Smith, chairman of the city's baseball commission, said the issue of minority participation has become even more important in the wake of a controversy that erupted this spring over the absence of blacks as baseball managers or owners.

Smith and the mayor went to Oakland to lobby the baseball owners' meeting. Smith said District officials were trying to help move the minority issue "to the front burner," and that he and Barry will meet with black mayors of other cities with baseball teams in an effort to put "political pressure" on baseball officials to support minority participation and a team for Washington.

The controversy over black ownership "has been a tremendous new thrust," Smith said. "I've met with Jesse Jackson and talked to him about it. We want to put together a team that has a majority black ownership."

Smith said the city previously has talked of minority participation in the 30 to 35 percent range, but now believes that minorities could own as much as 55 percent.
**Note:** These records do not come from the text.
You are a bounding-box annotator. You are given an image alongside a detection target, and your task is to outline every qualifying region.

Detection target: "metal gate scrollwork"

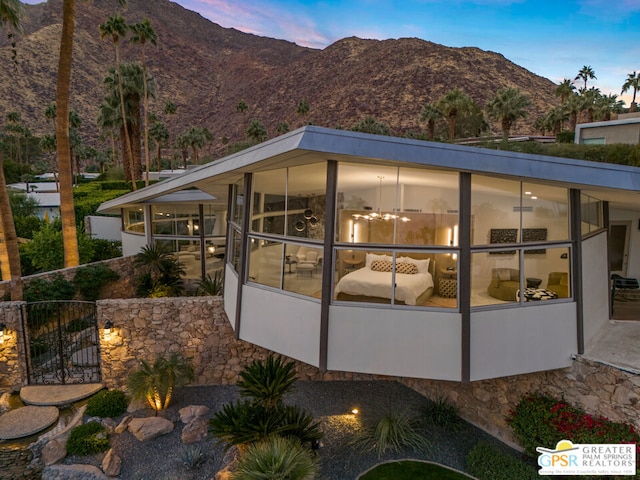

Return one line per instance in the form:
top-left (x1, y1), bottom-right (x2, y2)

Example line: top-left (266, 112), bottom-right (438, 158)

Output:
top-left (22, 301), bottom-right (101, 385)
"We're casting a wide net because we're talking about {costs of} $40 million here," he said.

Smith returned from Oakland on Monday. Barry remained in California for the All-Star Game Tuesday night, and both Smith and Barry's staff said the mayor planned to go to Los Angeles to meet with Mayor Tom Bradley yesterday.

Ali Webb, Bradley's press secretary, said yesterday that the Los Angeles mayor had a full schedule and had no plans to meet with Barry. Barry, who was scheduled to return to Washington late last night, could not be reached for comment and did not return a telephone message left at Bradley's office.

"Everybody ought to be helping us get a team here," Smith said in a telephone interview yesterday. "It's in the interest of our nation and our city."

Smith said he and Barry attended several events even though they were barred from participating in meetings and were not allowed to have a cocktail reception in the Oakland Hyatt International, where the baseball owners were staying.

The reception, which was paid for by Potomac Electric Power Co. and arranged by Pepco lobbyist Harold Brazil, was moved down the street to Bok Sen, a Chinese restaurant. The event was poorly attended, said Smith, blaming that fact on restrictions imposed by baseball officials.

"We think it's absolutely ridiculous {to} protect these owners from being lobbied," Smith said. "It hurts our interests."

Smith said he spent much of his time trying to find various baseball officials and owners to get them to listen to his pitch for the District.

"It's kind of an interesting role," he said. "We became lobbyists. I understand where the word comes from -- you spend a lot of time in the lobby waiting for somebody."